New York, Connecticut To Sue Over Trump’s Health Subsidy Cut

Oct 15, 2017
Originally published on October 15, 2017 3:38 pm

Connecticut joined Massachusetts, California and Kentucky in filing a lawsuit on Friday challenging the Trump administration’s move to stop $7 billion in federal subsidy payments to health insurers under the Affordable Care Act.

In a conference call with reporters, Connecticut State Attorney General George Jepsen called the move by President Trump illegal, mean-spirited and damaging to working families who need the subsidies to be able to afford healthcare. 

“It is intended to destabilize Obamacare, to explode Obamacare. That’s his explicit intent. And it’s just a shame that he’s doing it on the backs of working Americans.”

Massachusetts Attorney General Maura Healey says the states are seeking an immediate court injunction to make sure acting Department of Health and Human Services Secretary Eric Hargan does not stop the subsidies. California Attorney General Xavier Becerra is leading the lawsuit.
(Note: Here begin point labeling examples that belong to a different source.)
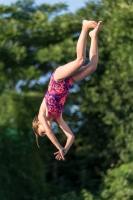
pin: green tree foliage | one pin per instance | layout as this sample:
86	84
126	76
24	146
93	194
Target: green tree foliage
34	41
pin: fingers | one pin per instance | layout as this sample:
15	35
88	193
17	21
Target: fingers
58	156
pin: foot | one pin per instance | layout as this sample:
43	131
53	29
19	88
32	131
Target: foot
89	24
95	31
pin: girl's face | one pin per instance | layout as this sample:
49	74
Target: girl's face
41	130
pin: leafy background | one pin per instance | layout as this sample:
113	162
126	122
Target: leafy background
34	40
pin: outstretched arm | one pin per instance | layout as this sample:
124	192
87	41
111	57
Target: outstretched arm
70	137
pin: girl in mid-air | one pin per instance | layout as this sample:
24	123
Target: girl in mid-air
61	81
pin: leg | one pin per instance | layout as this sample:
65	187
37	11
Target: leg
88	69
63	72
They are expecting other states will join.

In New York, Attorney General Eric Schneiderman says he will also sue Trump to protect New Yorkers who could be affected by the cessation of the subsidies.

Referring to President Trump, Schneiderman said, "He has taken his threats of off Twitter and brought them into the living rooms of working families across America and the offices of America’s doctors, nurses and other health care providers.”

Schneiderman says ending the health plan subsidies will cause some health care premiums to spike and encourage health insurance companies to pull out of the state health insurance exchanges.

Senate Minority Leader Chuck Schumer, D-N.Y., agreed with Schneiderman, saying that even though the action will be challenged in court, there will be an immedicate effect "because insurance companies will be afraid, raise premiums, and pull out. And it hurts middle class people...one of the plans I saw, your deductible is $12,000. So, what good is having a healthcare plan if the first $12,000 comes out of your pocket? It was a protection to say when you gave a plan you couldn’t have such a high deductible. And they’re undoing that.”

Schumer called the executive order “a wrecking ball to single handedly rip apart our healthcare system.”